On 24 Oct 78, the Air Force Discharge Review Board (AFDRB)
denied the applicants request to upgrade his Undesirable
discharge to an Honorable discharge indicating the discharge was
consistent with the procedural and substantive requirements of
the discharge regulations and was within the sound discretion of
the discharge authority. The Board concluded that there was no
evidence presented to substantiate that the effects of
prescribed drugs played a primary role in the applicants
discharge, or that his testimony was sufficiently credible
enough to substantiate upgrading the discharge.

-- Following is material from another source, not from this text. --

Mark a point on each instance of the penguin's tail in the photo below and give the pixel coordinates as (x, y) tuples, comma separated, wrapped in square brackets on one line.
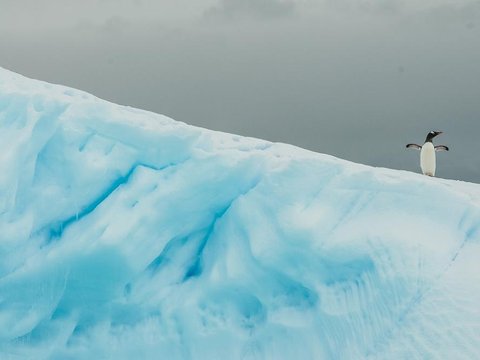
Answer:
[(413, 146)]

On 15 Jul 13, a request for post-service information was
forwarded to applicant for comment within 30 days. As of this
date, no response has been received by this office (Exhibit C).
________________________________________________________________
THE BOARD CONCLUDES THAT:
1. The applicant has exhausted all remedies provided by
existing law or regulations.
2. The application was not timely filed; however, it is in the
interest of justice to excuse the failure to timely file.
3. Insufficient relevant evidence has been presented to
demonstrate the existence of error or injustice. We took notice
of the applicants complete submission in judging the merits of
the case; however, we find no evidence of an error or injustice
that occurred in the discharge process. Based on the available
evidence of record, it appears the applicants Undesirable
discharge was consistent with the substantive requirements of
the discharge regulation and within the commanders
discretionary authority. He has provided no evidence which
would lead us to believe the characterization of his service was
improper or contrary to the provisions of the governing
directive. We note the applicant has provided a copy of a
certificate that indicates that he was granted a Presidential
pardon for his absence offenses; however, we also note that this
pardon was granted to the applicant by virtue of a comprehensive
program for the return of Vietnam era draft evaders and military
deserters that also included a Presidential Clemency Board.
While the applicant was granted clemency for his absence
offenses under this program, his remaining drug related
offenses, in and of themselves, could still have formed the
basis for his Undesirable discharge. Furthermore, the tenets of
this program specifically preclude this form of clemency from
being used as a basis to obtain benefits from the Department of
Veterans Affairs (DVA). Therefore, in view of these facts, we
are not inclined to upgrade the applicants discharge on the
basis of his receipt of a Presidential pardon, which is limited
only to his absence offences, when doing so would bestow
benefits to the applicant that are specifically precluded under
the clemency program. In the interest of justice, we considered
upgrading the discharge on the basis of clemency; however, we do
not find the evidence presented is sufficient to compel us to
recommend granting the relief sought on that basis. In view of
the foregoing, and in the absence of evidence to the contrary,
we conclude that no basis exists to upgrade the applicants
Undesirable discharge.
________________________________________________________________
THE BOARD DETERMINES THAT:
The applicant be notified the evidence presented did not
demonstrate the existence of material error or injustice; the
application was denied without a personal appearance; and the
application will only be reconsidered upon the submission of
newly discovered relevant evidence not considered with this
application.
________________________________________________________________
The following members of the Board considered AFBCMR Docket
Number BC-2012-04136 in Executive Session on 8 Aug 13, under the
provisions of AFI 36-2603:
, Panel Chair
, Member
, Member
The following documentary evidence was considered:
Exhibit A. DD Form 149, dated 4 Oct 12, w/atchs.
Exhibit B. Applicant's Master Personnel Records.
Exhibit C. Letter, AFBCMR, dated 15 Jul 13, w/atch.